The word “acute” is the one that stays with me. Not different. Not new. Acute — a sharpened version of something that had always been there, now arriving with a force it had never seemed to carry before. The things they experienced when they landed were the same things that had been outside the front door the morning they left. What had changed was not the planet. It was what six months of forced absence had done to the filter they had previously been looking through — or in this case, breathing through.
Most of what surrounds us is present every day. The smell of the world, the sound of it, the way the air changes between seasons. We do not experience most of it because we have adapted to it so thoroughly that our attention long ago moved on to whatever felt more urgent. It seems it takes something like months in a sealed metal box above the atmosphere to make the ordinary feel like a discovery again.
I have had a version of this, scaled down to something far less dramatic. After a long stretch in Southeast Asia — months of a particular heat and humidity, of market smells and petrol and a shade of green that feels different from the green at home — arriving back in rural Ireland in summer is always a jolt. The cut grass registers first. The air is colder and fresher than anything I had been breathing for months, and the combination sits differently than it usually does. It is the smell of home the way home smells only when you have been away long enough that the familiarity has worn off.
It does not last. By the next morning it has become unremarkable again, folded back into the background along with everything else I pass without registering. The filter reinstates itself, quickly and without ceremony. Wheelock’s equivalent window — the weeks of re-entry after six months in orbit — was longer and presumably more disorienting. But it was the same phenomenon: a period of actual noticing that most people on Earth rarely access, because we never stopped long enough to lose it in the first place.
The process that closes that window has a name. Habituation is what happens when the brain stops flagging stimuli that are constant and predictable. It is an efficient system. A smell that is always present stops being processed as new information. Without it, the world would be overwhelming. The cost is that a great deal of what surrounds us — particularly the parts that do not change — effectively disappears from conscious experience.
What orbit gave Wheelock was forced de-habituation. Not a new environment to discover. The same one he had grown up in, registered as if for the first time, because months in a sealed capsule had stripped away the accumulated familiarity that had been standing between him and it. The grass was the same. The filter, briefly, was gone.

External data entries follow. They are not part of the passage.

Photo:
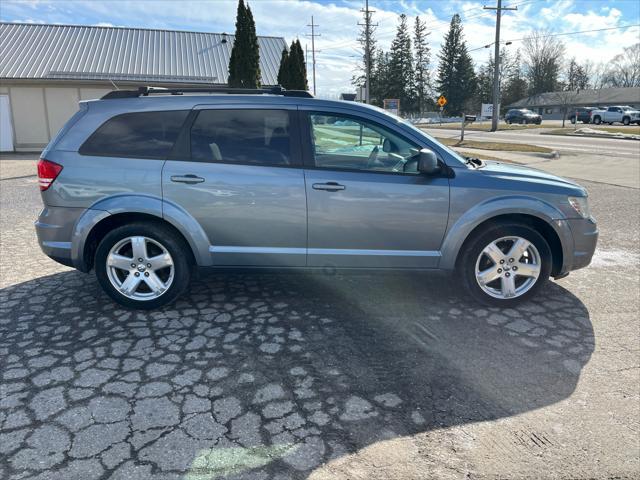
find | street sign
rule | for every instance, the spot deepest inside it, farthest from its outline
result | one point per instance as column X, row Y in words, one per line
column 487, row 110
column 392, row 105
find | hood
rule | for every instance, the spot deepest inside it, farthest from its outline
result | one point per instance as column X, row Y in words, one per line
column 538, row 179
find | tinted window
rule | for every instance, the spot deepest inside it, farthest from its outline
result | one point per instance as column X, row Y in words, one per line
column 142, row 134
column 241, row 136
column 348, row 143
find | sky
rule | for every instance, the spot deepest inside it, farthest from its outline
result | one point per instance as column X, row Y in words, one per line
column 337, row 50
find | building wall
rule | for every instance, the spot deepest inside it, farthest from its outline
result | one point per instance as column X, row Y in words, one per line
column 39, row 110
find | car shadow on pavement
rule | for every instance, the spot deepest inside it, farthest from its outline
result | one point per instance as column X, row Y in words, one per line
column 265, row 375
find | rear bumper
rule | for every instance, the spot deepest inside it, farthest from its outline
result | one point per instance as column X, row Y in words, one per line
column 54, row 228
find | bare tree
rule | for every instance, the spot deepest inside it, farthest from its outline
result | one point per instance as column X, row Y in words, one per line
column 543, row 59
column 566, row 99
column 624, row 70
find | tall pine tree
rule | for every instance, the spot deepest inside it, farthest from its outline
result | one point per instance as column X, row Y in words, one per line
column 297, row 67
column 401, row 75
column 283, row 72
column 456, row 77
column 422, row 60
column 244, row 64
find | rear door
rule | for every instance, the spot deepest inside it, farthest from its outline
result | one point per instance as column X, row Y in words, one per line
column 368, row 205
column 237, row 171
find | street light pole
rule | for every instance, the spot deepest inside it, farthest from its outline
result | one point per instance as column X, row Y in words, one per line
column 496, row 64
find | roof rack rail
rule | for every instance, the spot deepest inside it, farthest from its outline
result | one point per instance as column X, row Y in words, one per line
column 146, row 91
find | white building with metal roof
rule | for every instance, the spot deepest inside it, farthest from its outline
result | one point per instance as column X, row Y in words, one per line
column 45, row 70
column 550, row 105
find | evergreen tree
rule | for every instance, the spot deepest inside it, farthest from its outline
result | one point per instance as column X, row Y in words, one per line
column 283, row 71
column 422, row 60
column 515, row 84
column 379, row 78
column 456, row 77
column 244, row 64
column 359, row 77
column 297, row 67
column 401, row 74
column 577, row 76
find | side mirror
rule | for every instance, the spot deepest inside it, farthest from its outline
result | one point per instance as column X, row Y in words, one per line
column 428, row 162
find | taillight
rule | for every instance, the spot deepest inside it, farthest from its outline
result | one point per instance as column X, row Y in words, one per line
column 47, row 173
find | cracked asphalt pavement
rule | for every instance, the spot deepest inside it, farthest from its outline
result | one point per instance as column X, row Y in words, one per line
column 278, row 376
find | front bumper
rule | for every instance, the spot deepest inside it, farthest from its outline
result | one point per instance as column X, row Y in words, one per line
column 584, row 233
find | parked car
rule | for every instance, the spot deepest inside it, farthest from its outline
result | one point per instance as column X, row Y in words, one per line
column 167, row 182
column 583, row 114
column 522, row 115
column 617, row 114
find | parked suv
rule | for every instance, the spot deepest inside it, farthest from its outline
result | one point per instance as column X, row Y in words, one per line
column 522, row 115
column 582, row 114
column 142, row 186
column 622, row 114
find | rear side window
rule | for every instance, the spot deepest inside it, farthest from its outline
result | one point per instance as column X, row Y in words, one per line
column 259, row 137
column 139, row 135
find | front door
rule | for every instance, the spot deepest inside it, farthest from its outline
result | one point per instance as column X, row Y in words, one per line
column 243, row 183
column 367, row 204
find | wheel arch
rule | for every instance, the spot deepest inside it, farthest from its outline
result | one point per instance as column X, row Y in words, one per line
column 541, row 226
column 542, row 216
column 115, row 211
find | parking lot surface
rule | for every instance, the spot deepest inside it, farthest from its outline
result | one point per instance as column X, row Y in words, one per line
column 277, row 376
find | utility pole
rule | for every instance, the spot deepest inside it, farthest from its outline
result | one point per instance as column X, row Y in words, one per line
column 496, row 64
column 367, row 49
column 313, row 50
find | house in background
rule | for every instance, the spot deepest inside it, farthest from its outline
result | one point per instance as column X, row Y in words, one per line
column 551, row 104
column 45, row 70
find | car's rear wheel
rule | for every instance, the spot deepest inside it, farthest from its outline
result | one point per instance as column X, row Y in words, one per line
column 143, row 265
column 505, row 264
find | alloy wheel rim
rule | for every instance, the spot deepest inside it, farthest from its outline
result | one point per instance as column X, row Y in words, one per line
column 508, row 267
column 140, row 268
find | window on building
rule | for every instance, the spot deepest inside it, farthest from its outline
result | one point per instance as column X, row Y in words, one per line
column 258, row 137
column 139, row 135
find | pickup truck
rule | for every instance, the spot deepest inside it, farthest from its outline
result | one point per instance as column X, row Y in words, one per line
column 620, row 114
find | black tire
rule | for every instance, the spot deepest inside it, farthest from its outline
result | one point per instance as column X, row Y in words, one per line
column 173, row 243
column 473, row 248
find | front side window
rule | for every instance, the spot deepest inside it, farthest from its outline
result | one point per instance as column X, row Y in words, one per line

None of us are going to orbit the Earth to reset our sensory baselines. But perhaps there is something worth sitting with in the gap between what Wheelock missed from 250 miles above the planet and what was, even as he missed it, available outside most of our front doors — unremarked, unremarkable, present every single day. The aroma of leaves and grass and flowers and trees has not gone anywhere. The only thing standing between us and actually noticing it is the fact that we stopped doing so a long time ago, and have simply never found a reason to start again.